After spending last night roaming around the neighbourhood in the snow (long story), I'm looking forward to taking it easy tonight. You guys know what that means.... MTV. I'm not a huge fan of Two-A-Days, but I think that tonight's Real World Denver is unmissable. Granted, I don't love this season as much as most of the other seasons, but I'm always down for a good on-air freakout. Also, I kinda looked ahead to see what was going to happen on I'm From Rolling Stone (MTV in the States is a couple of episodes ahead of us), and I've gotta say... I'm not really that happy with the results. More on this later, but it's safe to say that Russell is now available to move in with me, and I couldn't be more excited.

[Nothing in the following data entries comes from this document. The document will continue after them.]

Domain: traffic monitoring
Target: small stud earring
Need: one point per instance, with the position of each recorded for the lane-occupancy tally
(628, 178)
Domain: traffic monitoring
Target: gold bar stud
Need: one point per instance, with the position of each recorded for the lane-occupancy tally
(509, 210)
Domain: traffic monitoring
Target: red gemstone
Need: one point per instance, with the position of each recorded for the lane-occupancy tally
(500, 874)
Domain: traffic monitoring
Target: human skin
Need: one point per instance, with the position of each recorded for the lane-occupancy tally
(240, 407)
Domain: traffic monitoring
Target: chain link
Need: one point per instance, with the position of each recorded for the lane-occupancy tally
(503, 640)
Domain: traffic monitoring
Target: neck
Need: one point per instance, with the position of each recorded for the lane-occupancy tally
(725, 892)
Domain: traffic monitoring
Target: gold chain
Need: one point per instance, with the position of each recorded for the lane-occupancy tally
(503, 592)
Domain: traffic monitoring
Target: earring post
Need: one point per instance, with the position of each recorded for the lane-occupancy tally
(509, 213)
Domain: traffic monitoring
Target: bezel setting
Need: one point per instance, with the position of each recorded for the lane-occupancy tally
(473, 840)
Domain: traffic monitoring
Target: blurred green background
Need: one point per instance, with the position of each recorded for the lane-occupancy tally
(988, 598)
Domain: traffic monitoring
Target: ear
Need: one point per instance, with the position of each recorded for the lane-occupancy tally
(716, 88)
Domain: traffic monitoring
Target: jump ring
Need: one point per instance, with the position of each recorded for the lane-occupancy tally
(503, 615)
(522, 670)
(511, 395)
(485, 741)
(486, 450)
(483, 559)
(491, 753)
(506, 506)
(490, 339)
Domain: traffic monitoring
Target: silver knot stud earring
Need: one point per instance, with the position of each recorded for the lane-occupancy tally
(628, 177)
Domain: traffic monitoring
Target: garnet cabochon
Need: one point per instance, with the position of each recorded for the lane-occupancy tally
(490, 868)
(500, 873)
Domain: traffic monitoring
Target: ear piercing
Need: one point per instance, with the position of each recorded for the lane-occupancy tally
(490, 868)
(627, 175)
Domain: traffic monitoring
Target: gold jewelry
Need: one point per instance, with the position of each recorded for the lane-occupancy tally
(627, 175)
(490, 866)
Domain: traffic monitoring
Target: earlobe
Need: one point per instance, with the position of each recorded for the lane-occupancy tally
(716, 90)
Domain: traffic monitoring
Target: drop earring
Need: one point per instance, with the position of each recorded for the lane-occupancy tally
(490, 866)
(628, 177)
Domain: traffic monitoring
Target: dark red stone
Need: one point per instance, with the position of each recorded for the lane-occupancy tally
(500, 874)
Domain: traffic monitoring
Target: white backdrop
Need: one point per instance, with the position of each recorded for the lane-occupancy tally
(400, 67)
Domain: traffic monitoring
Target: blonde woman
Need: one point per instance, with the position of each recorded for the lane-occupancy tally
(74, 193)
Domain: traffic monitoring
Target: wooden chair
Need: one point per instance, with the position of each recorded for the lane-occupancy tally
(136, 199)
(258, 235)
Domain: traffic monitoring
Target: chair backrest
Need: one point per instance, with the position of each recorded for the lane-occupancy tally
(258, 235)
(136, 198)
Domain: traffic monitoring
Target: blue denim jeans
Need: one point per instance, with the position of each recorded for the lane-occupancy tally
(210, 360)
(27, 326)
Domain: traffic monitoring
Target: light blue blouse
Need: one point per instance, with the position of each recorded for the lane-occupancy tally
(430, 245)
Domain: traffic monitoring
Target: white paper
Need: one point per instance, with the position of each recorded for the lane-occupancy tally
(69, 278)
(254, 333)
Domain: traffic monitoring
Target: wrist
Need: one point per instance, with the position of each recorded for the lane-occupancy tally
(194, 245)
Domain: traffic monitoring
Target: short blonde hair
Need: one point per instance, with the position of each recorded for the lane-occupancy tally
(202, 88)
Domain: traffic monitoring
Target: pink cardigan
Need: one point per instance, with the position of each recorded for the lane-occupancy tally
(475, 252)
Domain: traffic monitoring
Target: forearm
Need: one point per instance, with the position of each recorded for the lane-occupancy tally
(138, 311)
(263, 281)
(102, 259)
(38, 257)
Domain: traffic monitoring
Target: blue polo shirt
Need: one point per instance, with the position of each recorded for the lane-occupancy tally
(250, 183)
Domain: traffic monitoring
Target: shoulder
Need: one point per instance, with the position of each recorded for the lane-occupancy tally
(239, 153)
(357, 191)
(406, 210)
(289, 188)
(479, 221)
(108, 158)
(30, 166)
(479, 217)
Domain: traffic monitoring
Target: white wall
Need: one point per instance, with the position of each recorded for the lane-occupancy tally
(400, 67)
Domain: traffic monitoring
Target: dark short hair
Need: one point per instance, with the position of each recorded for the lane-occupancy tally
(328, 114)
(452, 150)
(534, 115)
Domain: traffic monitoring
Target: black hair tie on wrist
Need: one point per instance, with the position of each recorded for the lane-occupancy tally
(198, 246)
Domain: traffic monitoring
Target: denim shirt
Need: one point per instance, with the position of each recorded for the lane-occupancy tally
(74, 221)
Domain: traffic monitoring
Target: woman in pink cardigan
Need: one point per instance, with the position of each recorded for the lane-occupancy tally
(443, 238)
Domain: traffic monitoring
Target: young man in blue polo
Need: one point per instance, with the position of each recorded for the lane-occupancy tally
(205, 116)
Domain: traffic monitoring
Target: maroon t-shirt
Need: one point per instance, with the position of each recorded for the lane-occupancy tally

I've been packing like a motherfucker, and yet I feel like I'm getting nowhere. I've already packed most of my clothes into six large boxes, and I haven't even touched my shoes yet (and this is after I just got rid of a bunch of stuff). I've got to say, I'm amazingly jazzed about getting into my own place, but for a 'collector' like me, moving is the worst shit ever.

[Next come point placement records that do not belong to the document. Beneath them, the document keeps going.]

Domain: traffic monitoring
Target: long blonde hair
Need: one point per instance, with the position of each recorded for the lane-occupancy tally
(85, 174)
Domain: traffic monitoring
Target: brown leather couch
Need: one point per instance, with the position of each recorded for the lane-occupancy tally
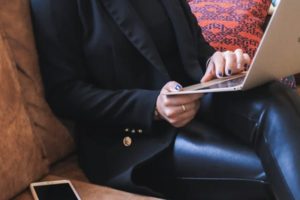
(34, 145)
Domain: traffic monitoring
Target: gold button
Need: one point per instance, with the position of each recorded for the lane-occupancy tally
(140, 131)
(127, 141)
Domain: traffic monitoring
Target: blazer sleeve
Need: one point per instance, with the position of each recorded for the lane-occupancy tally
(205, 51)
(59, 39)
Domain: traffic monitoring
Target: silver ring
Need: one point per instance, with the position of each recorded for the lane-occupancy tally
(183, 108)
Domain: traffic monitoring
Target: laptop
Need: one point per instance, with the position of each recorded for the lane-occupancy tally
(278, 55)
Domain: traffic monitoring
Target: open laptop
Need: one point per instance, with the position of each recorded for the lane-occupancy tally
(278, 54)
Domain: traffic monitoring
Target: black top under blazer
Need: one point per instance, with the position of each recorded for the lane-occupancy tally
(101, 68)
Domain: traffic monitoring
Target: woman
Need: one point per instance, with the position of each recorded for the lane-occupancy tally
(108, 64)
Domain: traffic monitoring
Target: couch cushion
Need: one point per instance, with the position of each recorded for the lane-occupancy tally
(15, 17)
(91, 192)
(20, 154)
(231, 24)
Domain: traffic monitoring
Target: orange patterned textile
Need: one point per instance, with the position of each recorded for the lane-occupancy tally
(232, 24)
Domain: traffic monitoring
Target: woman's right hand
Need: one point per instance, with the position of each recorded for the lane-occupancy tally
(178, 110)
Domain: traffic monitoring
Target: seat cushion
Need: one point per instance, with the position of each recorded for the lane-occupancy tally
(20, 154)
(54, 137)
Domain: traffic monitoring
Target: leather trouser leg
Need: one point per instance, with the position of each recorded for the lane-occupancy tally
(267, 118)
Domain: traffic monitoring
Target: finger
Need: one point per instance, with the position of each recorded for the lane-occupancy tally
(230, 63)
(171, 87)
(182, 119)
(239, 59)
(247, 61)
(210, 72)
(219, 63)
(175, 111)
(179, 100)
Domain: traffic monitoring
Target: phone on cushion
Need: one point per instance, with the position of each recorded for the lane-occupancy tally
(54, 190)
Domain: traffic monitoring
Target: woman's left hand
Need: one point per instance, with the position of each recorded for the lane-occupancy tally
(225, 64)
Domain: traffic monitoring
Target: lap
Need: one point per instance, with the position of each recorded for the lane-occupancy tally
(240, 113)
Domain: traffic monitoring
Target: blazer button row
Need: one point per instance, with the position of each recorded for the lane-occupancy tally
(127, 141)
(127, 130)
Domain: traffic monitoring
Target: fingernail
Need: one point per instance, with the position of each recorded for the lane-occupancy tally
(178, 87)
(239, 66)
(229, 71)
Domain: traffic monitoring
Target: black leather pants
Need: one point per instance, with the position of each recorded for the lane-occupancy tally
(265, 120)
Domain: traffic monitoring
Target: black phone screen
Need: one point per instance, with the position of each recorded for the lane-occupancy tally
(55, 192)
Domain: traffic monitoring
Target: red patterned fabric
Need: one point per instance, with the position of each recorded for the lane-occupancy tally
(231, 24)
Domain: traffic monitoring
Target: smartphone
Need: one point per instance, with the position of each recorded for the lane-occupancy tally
(54, 190)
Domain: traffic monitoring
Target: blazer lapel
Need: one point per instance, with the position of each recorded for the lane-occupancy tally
(131, 25)
(185, 39)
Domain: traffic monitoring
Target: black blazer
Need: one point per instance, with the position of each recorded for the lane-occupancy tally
(101, 69)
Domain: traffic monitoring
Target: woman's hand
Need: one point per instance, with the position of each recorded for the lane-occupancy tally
(225, 64)
(178, 110)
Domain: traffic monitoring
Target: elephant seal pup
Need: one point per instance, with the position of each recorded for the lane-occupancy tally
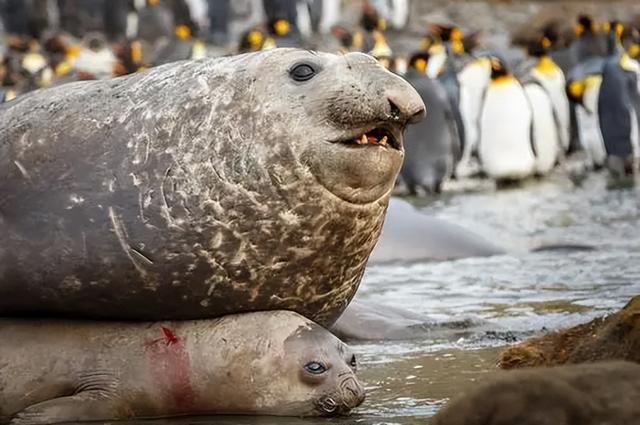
(199, 189)
(586, 394)
(264, 363)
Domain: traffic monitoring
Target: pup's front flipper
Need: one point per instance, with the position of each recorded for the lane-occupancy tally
(84, 406)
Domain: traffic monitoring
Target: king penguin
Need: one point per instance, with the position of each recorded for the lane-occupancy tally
(619, 108)
(505, 146)
(585, 93)
(473, 79)
(433, 145)
(546, 140)
(549, 75)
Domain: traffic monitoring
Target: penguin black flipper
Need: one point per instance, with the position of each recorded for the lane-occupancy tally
(532, 130)
(614, 110)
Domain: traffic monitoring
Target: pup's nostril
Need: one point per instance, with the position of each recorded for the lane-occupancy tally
(395, 112)
(418, 115)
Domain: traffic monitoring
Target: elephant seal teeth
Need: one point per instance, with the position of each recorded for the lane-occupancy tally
(376, 137)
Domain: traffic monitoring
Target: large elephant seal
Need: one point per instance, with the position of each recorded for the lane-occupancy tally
(201, 188)
(267, 363)
(610, 337)
(585, 394)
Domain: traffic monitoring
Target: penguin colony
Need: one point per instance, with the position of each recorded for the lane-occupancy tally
(495, 113)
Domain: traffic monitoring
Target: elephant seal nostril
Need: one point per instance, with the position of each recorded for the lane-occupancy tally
(352, 393)
(327, 405)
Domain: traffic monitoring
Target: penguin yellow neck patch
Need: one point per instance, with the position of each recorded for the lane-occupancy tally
(546, 65)
(629, 64)
(502, 80)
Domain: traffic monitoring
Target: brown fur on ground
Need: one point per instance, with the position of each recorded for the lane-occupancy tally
(614, 337)
(586, 394)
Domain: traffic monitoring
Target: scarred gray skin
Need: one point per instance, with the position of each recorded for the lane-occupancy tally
(198, 189)
(252, 363)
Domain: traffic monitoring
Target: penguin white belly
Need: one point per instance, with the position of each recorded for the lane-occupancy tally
(545, 132)
(589, 124)
(635, 141)
(436, 63)
(505, 132)
(473, 80)
(555, 87)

Just when I thought that supermarkets couldn't get any lamer, they prove me wrong. I was at Safeway today on my lunch break, checking out the beef jerky, and some Green Day came on over the loudspeaker. The woman beside me, who was looking at the snack mixes, starts singing along softly. I got a little embarrassed for her, and switched aisles to peep the olive oil. In the next aisle, the same thing was going down... A lone middle-aged woman, audibly singing along. I decided that my best course of action at this point was to go collect my produce and get the hell out of there. However, as I'm getting some tomatoes, I hear two of the produce boys arguing over who has the better, rarer Green Day album collection. Two days ago, the grocery store played Nu Shooz's I Can't Wait, which is one of those songs that I totally hate to admit that I love with my whole heart (especially the first minute or so), and I thought to myself that maybe Safeway wasn't so bad after all, but I take it back.

~sarah p.

p.s. This is my new favorite blog. Just photos and hip hop.... That's really all that counts, isn't it?

9 comments:

Anonymous said...

"ever had popcorn balls?"

"yes!"

"that anything like tennis elbow?"

"hmmph."

bad jokes = good times

your blog is funny

~sarah p. said...

I like you, anonymous... I think.

Anyone who tells you that flattery gets you nowhere is a damn fool.

Anonymous said...

thanks. since you're a nice gal, here's another..

"why don't snakes have balls?"

"dunno?"

"because most are shitty dancers"

again, good times...

~sarah p. said...

You can write me jokes any day, anonymous. I like what's going on here.

Anonymous said...

guy meets his midget friend for a drink. first time they've hung out in like 5 years. as they exchange pleasantries, the time passes quickly. the barmaid brings the tab and the tall guy goes for his billfold.

"oh no, i've got it, says the little person."

"sure?"

"yeah pal, don't worry."

midget fumbles through his wallet and his organizer, all the while becoming mroe frantic.

guy says, "what's the matter?"

midget says sheepishly, "I'm short."

~sarah p. said...

Dude, I could totally use that joke in real-life. Have you seen me?

Anonymous said...

well, you talk about being short. so i'll just have to take your word on it.

i saw you leave comments on my friend emily's (porkdisco) blog a few times in the past.

i'm trying to recoop a busted knee and went back over some old bookmarks and thought i'd leave a few random comments.

my knee thanks you for being funny in canada, where all dreams can come true.

Anonymous said...

and by dreams, I obviously mean Tim Hortons.

~sarah p. said...

Thanks for the kind words, anonymous. Glad you've been stopping by (and telling awesome jokes).